Altogether, since he first began collecting them, just over six
years ago, he now had some 330 pairs of assorted panties dangling in parallel
rows of different height across the large room in which he chose to keep them -
panties of every shape, size, and colour, with a number of G-strings thrown-in
for good measure. And to each item
exhibited in this provocative fashion was appended a small cotton tag bearing,
in neatly printed block capitals, the forename of its original owner, together
with the date of surrender. Thus one
might have encountered, in this extraordinary museum of women's briefs, upwards
of twenty exhibits bearing the name Susan, sixteen the name Christine, twelve
the name Margaret, ten the name Carol, and so on, right the way down to those
specimens which were as yet unduplicated, but bore such interesting and exotic
names as Norma, Jayshree, Yogini, Shobhana, Shahla, Alia, Isik, and
Anne-Marie. To be sure, the genuine
connoisseur of panties could hardly have failed to be impressed by this
collection, were he granted the good fortune to be escorted around the 'Panties
Museum' - as Prescott liked to call it - by the curator-in-residence himself
and invited to scrutinize the exhibits to his heart's content, listening all
the while to the running commentary provided by his host as a means to
enlightening him as to the character and quality of their original owners, not
to mention the dubious means by which they had been acquired! Such an unprecedented spectacle could hardly
have failed to elicit at least some enthusiasm from the guest whose privilege
it was to witness what Prescott proudly referred to as 'The finest private
collection of assorted female briefs in Western Europe', even if the
accompanying invitation to take a sniff at as many of them as he pleased in
order to verify, where possible, the authenticity of their current owner's
claims, wasn't guaranteed to meet with his wholehearted approval! For it had occurred to a few sceptics, when
confronted by these exhibits for the first time, to doubt the genuineness of
Prescott's claims and to question whether he hadn't simply bought them all in
various shops, at one time or another, appended name tags to them, and then
cold-bloodedly invented some cock-and-bull story about his conquests, together
with equally spurious information regarding the characters and physical
qualities of the young women concerned, the better to impress his
visitors. But the doubts of the sceptics
- for the most part elderly males unwilling to believe their host could
possibly have had it off with so many women during the course of his
photographic career - were invariably silenced when each of them was personally
invited to sniff certain of the exhibits, and accordingly verify the fact that
they had indeed been worn and still bore faint traces of their original owners'
person. To be sure, the smell of the
museum was not, in view of Prescott's disinclination to let-in too much fresh
air at the risk of undermining the credibility of his claims, particularly
fragrant. But such was his determination
to prevent anyone from accusing him of fraud ... that he was more than prepared
to put-up with any nasal or psychological inconvenience this caused him, as
well as go to the trouble of pointing out such small stains of one sort or
another as could still be found on various of the exhibits, as further proof
that these items were not new but decidedly second-hand.

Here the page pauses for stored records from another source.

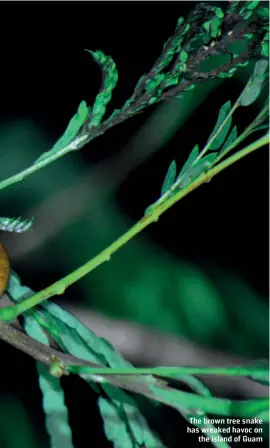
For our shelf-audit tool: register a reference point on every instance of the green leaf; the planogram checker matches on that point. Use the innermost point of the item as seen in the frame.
(123, 422)
(124, 425)
(221, 128)
(169, 178)
(259, 376)
(254, 88)
(53, 396)
(15, 224)
(193, 382)
(110, 78)
(70, 133)
(55, 409)
(230, 139)
(197, 169)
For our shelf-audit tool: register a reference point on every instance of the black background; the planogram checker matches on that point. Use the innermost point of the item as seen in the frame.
(44, 75)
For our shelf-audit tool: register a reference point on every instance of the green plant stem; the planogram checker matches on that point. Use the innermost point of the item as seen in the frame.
(168, 371)
(10, 313)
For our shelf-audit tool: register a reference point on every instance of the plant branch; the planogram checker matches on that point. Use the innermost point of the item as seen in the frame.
(10, 313)
(148, 386)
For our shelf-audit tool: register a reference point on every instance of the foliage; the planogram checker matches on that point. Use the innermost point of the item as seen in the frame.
(206, 33)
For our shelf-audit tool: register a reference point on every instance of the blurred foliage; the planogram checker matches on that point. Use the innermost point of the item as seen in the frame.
(143, 282)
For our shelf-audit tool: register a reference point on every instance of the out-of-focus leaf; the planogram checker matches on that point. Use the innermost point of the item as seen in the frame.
(258, 376)
(15, 224)
(26, 434)
(169, 178)
(221, 128)
(70, 133)
(197, 169)
(190, 160)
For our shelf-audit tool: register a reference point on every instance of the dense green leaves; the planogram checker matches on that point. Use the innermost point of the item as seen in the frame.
(122, 418)
(70, 133)
(254, 88)
(15, 224)
(110, 77)
(53, 400)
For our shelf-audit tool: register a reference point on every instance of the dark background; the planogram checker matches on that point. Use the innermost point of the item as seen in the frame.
(221, 228)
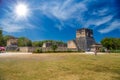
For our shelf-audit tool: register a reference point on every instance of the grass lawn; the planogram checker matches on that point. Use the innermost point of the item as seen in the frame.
(62, 66)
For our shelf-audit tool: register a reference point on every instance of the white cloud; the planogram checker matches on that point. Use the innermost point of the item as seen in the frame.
(114, 25)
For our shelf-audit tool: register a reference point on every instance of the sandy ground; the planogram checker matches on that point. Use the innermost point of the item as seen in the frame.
(7, 54)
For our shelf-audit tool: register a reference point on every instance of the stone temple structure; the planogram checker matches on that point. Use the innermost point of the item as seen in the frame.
(84, 40)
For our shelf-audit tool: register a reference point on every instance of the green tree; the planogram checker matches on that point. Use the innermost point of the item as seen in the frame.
(111, 43)
(6, 38)
(54, 47)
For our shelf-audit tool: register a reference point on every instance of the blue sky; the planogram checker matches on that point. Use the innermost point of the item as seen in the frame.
(59, 19)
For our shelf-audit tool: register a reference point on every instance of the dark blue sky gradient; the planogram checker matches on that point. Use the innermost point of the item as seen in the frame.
(59, 19)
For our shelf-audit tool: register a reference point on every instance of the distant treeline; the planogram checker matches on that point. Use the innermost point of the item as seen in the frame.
(23, 41)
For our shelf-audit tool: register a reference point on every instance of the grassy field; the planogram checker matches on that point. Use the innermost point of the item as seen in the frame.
(57, 66)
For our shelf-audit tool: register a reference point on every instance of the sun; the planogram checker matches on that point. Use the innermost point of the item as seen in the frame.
(21, 10)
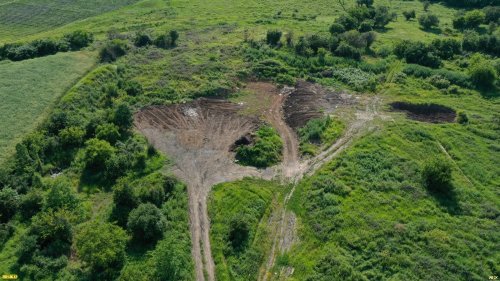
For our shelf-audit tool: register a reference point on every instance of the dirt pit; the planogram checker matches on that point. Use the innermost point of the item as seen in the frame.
(309, 101)
(426, 112)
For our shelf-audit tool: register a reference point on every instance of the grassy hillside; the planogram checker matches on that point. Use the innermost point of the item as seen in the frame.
(29, 88)
(249, 203)
(368, 214)
(26, 17)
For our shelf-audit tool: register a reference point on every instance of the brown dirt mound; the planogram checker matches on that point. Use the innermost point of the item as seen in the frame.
(304, 104)
(427, 112)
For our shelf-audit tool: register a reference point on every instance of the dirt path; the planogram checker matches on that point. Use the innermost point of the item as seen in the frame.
(198, 137)
(285, 235)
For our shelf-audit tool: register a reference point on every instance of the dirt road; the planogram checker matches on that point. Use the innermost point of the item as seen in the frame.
(198, 137)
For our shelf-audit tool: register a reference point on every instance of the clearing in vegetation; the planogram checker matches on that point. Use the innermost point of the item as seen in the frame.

However, the vast majority of Prescott's visitors were prepared
to believe what he told them about the items in question without desiring the
slightest recourse to corroborative evidence.

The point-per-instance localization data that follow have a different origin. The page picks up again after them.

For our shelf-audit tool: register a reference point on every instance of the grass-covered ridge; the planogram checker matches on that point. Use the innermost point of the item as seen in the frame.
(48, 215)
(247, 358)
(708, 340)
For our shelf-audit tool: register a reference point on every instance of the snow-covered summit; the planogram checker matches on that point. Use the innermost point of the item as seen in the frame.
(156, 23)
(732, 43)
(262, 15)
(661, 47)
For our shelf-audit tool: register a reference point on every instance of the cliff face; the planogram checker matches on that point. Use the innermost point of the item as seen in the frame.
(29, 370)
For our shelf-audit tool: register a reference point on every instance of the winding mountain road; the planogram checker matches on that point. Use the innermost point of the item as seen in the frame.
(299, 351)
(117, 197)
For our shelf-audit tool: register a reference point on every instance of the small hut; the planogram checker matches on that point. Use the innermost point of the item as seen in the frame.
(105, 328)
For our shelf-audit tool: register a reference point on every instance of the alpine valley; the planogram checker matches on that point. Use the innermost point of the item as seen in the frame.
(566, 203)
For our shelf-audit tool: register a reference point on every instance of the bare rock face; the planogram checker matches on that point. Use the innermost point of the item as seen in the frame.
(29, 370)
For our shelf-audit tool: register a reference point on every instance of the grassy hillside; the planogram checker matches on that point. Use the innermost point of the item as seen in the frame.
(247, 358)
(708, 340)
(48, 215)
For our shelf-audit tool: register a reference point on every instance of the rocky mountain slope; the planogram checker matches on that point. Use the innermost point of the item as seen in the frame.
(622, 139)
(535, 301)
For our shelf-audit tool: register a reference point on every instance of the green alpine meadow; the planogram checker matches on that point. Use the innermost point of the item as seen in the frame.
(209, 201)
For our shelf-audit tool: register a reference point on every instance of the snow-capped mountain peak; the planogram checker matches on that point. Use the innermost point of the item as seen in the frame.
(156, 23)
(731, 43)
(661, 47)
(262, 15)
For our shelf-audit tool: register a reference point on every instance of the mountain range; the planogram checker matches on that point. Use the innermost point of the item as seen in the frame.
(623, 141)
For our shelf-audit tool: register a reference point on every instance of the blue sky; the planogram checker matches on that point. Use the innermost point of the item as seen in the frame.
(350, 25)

And the vast majority of them, despite initial misgivings and private
qualms at the sight of the 'Panties Museum', had come away feeling rather
impressed by its curator's apparent luck with women. Only a relative handful of persons, such as
recoiled from any form of eccentricity or originality out of personal
insecurity or bourgeois prudery, subsequently harboured serious misgivings. And they generally declined any further
invitation Prescott might make to keep people in touch with his various
commitments - fetishist or otherwise.
But one of the people who never declined the photographer's
invitations to visit him was Carol Jackson, who was now posing for his latest
camera in quite the most slender brassiere it had ever been her privilege to
wear, her head thrown back in a posture of sensual abandon, her hands crossed
behind it. How many more snaps of this
nature Prescott would require, she couldn't guess. For he had taken enough photos of her in a
variety of different poses, and with varying amounts of clothes on and/or off,
to fill half-a-dozen magazines! She was
always amazed by his persistence, a persistence which he attributed to
perfectionism and the correlative desire to get the most out of his models;
though it was fairly obvious that his real motive was simply a love of taking
photos and ordering women about - with or without clothing. And some of his orders, Carol had to admit,
were not at all easy to follow! One
wondered how he ever thought them up, so unusual, not to say bizarre, were the
resultant poses! Really, it was a
never-ending source of astonishment to her, to what lengths one sometimes had
to go to satisfy men! Selling sensual
pleasure to voyeuristic jerks wasn't always child's play, despite appearances
to the contrary. Why, with so many men's
magazines in competition these days, it was hardly surprising that one had to
stretch and contort oneself to the extent one did, irrespective of whatever
natural beauty one possessed and of how foolish the whole affair seemed to
one! For there were indeed times when
the exigencies of one's occupation gave rise to a feeling of existentialist
absurdity, and one was hard-pressed not to burst-out laughing or absolutely
refuse to comply with the exacting demands of the occasion. How curious men must be, Carol would think,
that they should find this kind of thing, this absurd posture,
entertaining! One cannot even begin to
fathom them! But, as usual, the
sentiment expressed in Tennyson's unfortunate line: 'Ours is not to reason
why', coupled to the need to earn a living, would interpose itself between her
thoughts and her actions, granting additional weight to the latter. It was as well for her that pornographic
modelling was only a sideline, not the backbone of her career as a model.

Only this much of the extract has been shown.